Equally though, this problem may be managed by reducing texture contrast through the texture's content, fog, aerial perspective, or light adaption as the intensity of the effect increases when facing the light source. Anything that reduces the illumination frequency and contrast of the occluding objects diminishes streaking artifacts.
Although compelling results can be achieved, this method is not without limitations. Light shafts from background objects can appear in front of foreground objects, when dealing with relatively near light sources, as shown in Figure 13-4. In a full radiative transfer solution, the foreground object would correctly obscure the background shaft. One reason this is less noticeable than expected is that it can be perceived as the manifestation of a camera lens effect, in which light scattering occurs in a layer in front of the scene. This artifact can also be reduced in the presence of high-frequency textured objects.
Figure 13-4 Dealing with One Limitation
As occluding objects cross the image's boundary, the shafts will flicker, because they are beyond the range of visible samples. This artifact may be reduced by rendering an extended region around the screen to increase the range of addressable samples.
Finally, when facing perpendicular to the source, the light's screen-space location can tend toward infinity and therefore lead to large separation between samples. This can be diminished by clamping the screen-space location to an appropriate guard-band region.
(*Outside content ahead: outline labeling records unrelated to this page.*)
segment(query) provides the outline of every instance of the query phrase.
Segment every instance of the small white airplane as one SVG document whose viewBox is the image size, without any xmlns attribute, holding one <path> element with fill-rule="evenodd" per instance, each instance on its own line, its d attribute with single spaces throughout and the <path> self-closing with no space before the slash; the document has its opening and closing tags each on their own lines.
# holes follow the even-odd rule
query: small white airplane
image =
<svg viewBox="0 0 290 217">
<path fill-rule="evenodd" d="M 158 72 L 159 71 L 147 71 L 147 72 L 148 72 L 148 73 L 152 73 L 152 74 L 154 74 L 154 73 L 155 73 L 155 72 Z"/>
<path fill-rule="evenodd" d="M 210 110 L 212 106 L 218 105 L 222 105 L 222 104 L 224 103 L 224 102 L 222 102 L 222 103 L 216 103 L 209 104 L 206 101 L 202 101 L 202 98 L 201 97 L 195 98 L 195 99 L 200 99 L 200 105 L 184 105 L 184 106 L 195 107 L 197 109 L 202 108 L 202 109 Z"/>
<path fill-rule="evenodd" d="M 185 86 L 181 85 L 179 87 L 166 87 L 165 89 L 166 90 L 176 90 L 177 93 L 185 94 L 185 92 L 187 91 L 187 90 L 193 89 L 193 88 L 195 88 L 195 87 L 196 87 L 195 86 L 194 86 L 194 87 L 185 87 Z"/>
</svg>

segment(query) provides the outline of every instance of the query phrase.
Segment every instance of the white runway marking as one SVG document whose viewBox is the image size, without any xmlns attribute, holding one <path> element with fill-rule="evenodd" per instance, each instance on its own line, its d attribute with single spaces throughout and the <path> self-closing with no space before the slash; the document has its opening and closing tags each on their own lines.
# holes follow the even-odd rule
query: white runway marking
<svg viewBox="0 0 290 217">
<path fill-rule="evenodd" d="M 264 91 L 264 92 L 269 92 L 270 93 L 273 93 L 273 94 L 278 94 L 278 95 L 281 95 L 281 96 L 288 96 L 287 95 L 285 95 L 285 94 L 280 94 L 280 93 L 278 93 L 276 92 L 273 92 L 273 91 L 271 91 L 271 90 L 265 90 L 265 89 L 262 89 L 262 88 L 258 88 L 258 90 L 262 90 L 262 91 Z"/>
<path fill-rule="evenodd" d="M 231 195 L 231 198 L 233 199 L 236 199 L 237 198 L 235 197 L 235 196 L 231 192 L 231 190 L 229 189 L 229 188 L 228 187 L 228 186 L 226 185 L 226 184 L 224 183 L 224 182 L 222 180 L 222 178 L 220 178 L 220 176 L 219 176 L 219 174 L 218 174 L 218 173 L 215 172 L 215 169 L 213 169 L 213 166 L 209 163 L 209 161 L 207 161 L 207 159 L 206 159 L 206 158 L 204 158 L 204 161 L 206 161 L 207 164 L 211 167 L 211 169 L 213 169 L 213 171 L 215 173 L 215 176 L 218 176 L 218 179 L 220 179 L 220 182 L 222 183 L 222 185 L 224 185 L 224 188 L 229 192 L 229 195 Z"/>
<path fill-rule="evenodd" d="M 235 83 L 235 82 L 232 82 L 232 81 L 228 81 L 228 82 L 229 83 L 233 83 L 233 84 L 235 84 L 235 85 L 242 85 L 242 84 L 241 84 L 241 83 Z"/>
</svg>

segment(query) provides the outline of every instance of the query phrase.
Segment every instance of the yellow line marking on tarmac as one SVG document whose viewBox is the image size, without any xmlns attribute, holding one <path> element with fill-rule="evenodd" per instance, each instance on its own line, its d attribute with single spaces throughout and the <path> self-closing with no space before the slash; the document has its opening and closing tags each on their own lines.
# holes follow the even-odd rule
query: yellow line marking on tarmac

Alternatively, the effect can be faded toward the perpendicular and is further decreased when using an occlusion method.
The demo on this book's DVD uses Shader Model 3.0 to apply the post-process, because the number of texture samples needed exceeds the limits of Shader Model 2.0. However, the effect has been implemented almost as efficiently with earlier graphics hardware by using additive frame-buffer blending over multiple passes with a stencil occlusion method, as shown in Figure 13-5.
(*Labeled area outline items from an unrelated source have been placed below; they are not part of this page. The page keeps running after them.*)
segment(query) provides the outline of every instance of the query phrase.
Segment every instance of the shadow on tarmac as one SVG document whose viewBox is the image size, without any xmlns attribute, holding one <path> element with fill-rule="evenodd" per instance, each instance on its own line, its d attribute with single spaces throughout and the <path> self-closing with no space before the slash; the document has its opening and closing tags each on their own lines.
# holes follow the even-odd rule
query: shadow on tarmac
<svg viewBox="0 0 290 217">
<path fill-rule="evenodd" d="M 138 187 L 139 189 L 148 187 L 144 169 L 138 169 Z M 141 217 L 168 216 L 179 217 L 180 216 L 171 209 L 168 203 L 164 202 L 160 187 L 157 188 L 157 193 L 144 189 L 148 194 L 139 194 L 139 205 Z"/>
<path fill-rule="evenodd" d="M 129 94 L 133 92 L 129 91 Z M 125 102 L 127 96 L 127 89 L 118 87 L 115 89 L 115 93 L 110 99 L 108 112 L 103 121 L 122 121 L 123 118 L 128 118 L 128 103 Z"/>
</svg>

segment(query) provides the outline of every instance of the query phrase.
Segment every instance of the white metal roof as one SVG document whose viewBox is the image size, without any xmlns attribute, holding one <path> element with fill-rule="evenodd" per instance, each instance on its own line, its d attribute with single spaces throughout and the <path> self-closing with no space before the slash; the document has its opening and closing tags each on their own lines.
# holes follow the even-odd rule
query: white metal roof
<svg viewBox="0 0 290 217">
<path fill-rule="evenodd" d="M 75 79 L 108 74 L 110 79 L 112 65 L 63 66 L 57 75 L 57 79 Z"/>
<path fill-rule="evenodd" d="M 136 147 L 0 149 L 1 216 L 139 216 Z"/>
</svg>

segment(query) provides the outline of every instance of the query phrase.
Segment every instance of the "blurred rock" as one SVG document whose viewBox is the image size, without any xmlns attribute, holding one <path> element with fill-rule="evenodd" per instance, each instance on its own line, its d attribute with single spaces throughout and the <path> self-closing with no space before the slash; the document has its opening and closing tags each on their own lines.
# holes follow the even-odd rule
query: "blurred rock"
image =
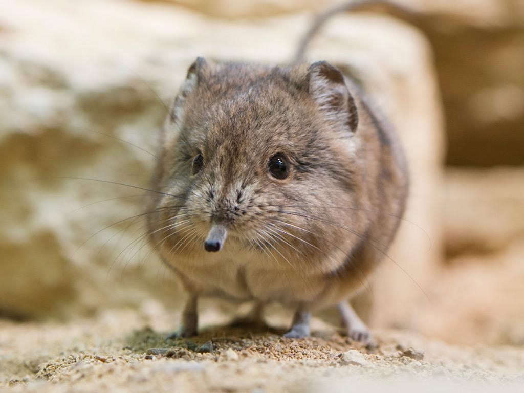
<svg viewBox="0 0 524 393">
<path fill-rule="evenodd" d="M 155 159 L 136 146 L 154 154 L 160 99 L 169 102 L 194 59 L 284 62 L 309 18 L 233 23 L 122 0 L 0 0 L 0 9 L 2 313 L 68 316 L 151 297 L 176 306 L 180 292 L 142 241 L 142 216 L 124 221 L 144 212 L 143 191 L 57 177 L 147 187 Z M 390 255 L 423 282 L 440 250 L 442 126 L 427 43 L 402 23 L 363 15 L 338 18 L 317 42 L 323 47 L 310 58 L 358 75 L 406 143 L 413 178 L 407 216 L 433 247 L 425 253 L 425 235 L 405 223 Z M 420 291 L 384 265 L 377 323 L 409 325 L 399 312 Z"/>
<path fill-rule="evenodd" d="M 500 252 L 524 239 L 524 169 L 450 170 L 444 190 L 449 258 Z"/>
<path fill-rule="evenodd" d="M 170 0 L 226 18 L 306 9 L 312 14 L 344 1 Z M 396 1 L 420 13 L 399 16 L 424 31 L 435 53 L 446 117 L 448 163 L 524 164 L 520 148 L 524 134 L 519 132 L 524 128 L 524 2 Z"/>
</svg>

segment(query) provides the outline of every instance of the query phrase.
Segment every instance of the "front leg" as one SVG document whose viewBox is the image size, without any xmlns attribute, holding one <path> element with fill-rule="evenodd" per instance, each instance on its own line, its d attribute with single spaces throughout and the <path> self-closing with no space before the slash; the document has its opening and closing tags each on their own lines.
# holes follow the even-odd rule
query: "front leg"
<svg viewBox="0 0 524 393">
<path fill-rule="evenodd" d="M 180 339 L 191 337 L 198 333 L 198 297 L 190 293 L 182 313 L 182 324 L 178 329 L 167 337 L 169 339 Z"/>
<path fill-rule="evenodd" d="M 311 334 L 309 324 L 311 322 L 311 312 L 304 304 L 299 306 L 293 317 L 293 323 L 289 331 L 284 334 L 288 339 L 303 339 Z"/>
</svg>

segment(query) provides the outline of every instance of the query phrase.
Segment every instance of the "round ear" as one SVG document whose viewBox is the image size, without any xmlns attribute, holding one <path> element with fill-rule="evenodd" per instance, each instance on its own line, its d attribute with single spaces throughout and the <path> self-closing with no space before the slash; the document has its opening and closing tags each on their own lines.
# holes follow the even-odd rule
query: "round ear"
<svg viewBox="0 0 524 393">
<path fill-rule="evenodd" d="M 185 80 L 180 86 L 178 94 L 175 97 L 169 111 L 168 121 L 174 123 L 180 122 L 183 117 L 183 104 L 186 99 L 194 91 L 204 77 L 208 63 L 203 57 L 198 57 L 188 70 Z"/>
<path fill-rule="evenodd" d="M 326 117 L 356 130 L 358 114 L 344 75 L 326 61 L 314 63 L 308 72 L 309 93 Z"/>
</svg>

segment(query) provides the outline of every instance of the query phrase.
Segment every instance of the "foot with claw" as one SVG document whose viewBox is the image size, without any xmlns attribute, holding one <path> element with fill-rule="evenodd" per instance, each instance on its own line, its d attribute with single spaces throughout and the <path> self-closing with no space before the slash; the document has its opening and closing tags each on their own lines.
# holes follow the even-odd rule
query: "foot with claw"
<svg viewBox="0 0 524 393">
<path fill-rule="evenodd" d="M 293 323 L 289 331 L 284 333 L 287 339 L 303 339 L 311 335 L 309 324 L 311 321 L 311 313 L 299 308 L 293 317 Z"/>
<path fill-rule="evenodd" d="M 347 302 L 341 302 L 337 307 L 342 318 L 342 323 L 347 329 L 348 336 L 364 344 L 370 343 L 373 340 L 371 332 L 353 308 Z"/>
</svg>

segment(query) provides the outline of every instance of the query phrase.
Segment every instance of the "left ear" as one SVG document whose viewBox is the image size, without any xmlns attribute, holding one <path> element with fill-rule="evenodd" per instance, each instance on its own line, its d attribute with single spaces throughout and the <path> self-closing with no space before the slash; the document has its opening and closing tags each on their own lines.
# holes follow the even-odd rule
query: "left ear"
<svg viewBox="0 0 524 393">
<path fill-rule="evenodd" d="M 356 130 L 358 114 L 344 75 L 326 61 L 313 63 L 308 73 L 309 93 L 325 116 Z"/>
</svg>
Figure 13-5 Crepuscular Rays with Multiple Additive Frame-Buffer Passes on Fixed-Function Hardware
Sampling may occur at a lower resolution to reduce texture bandwidth requirements. A further enhancement is to vary the sample pattern with stochastic sampling, thus reducing regular pattern artifacts where sampling density is reduced.
Our method performs the post-process in a single-pass execution of a shader. In one multipass approach, the pixel shader summation may be performed where the results of concentric rectangular bands emanating from the light source may be accumulated into successive outer bands, where L(s, , ) = Li - 1(s, , ) + Li (s, , ). While this may not be most suited to current hardware design, this approach is the minimal required sampling and computation limit.
Creating a balance between light shaft intensity and avoiding oversaturation requires adjustments of the attenuation coefficients. An analytic formula that performs light adaption to a consistent image tone balance may yield an automatic method for obtaining a consistently perceived image. For example, perhaps we can evaluate a combination of average, minimum, and maximum illumination across the image and then apply a corrective color ramp, thus avoiding excessive image bloom or gloominess.
We have shown a simple post-process method that produces the effect of volumetric light scattering due to shadows in the atmosphere. We have expanded an existing analytic model of daylight scattering to include the contribution of volumetric occlusion, and we have described its implementation in a pixel shader. The demo shows that this is a practical technique that can be applied to any animating image of arbitrary scene complexity.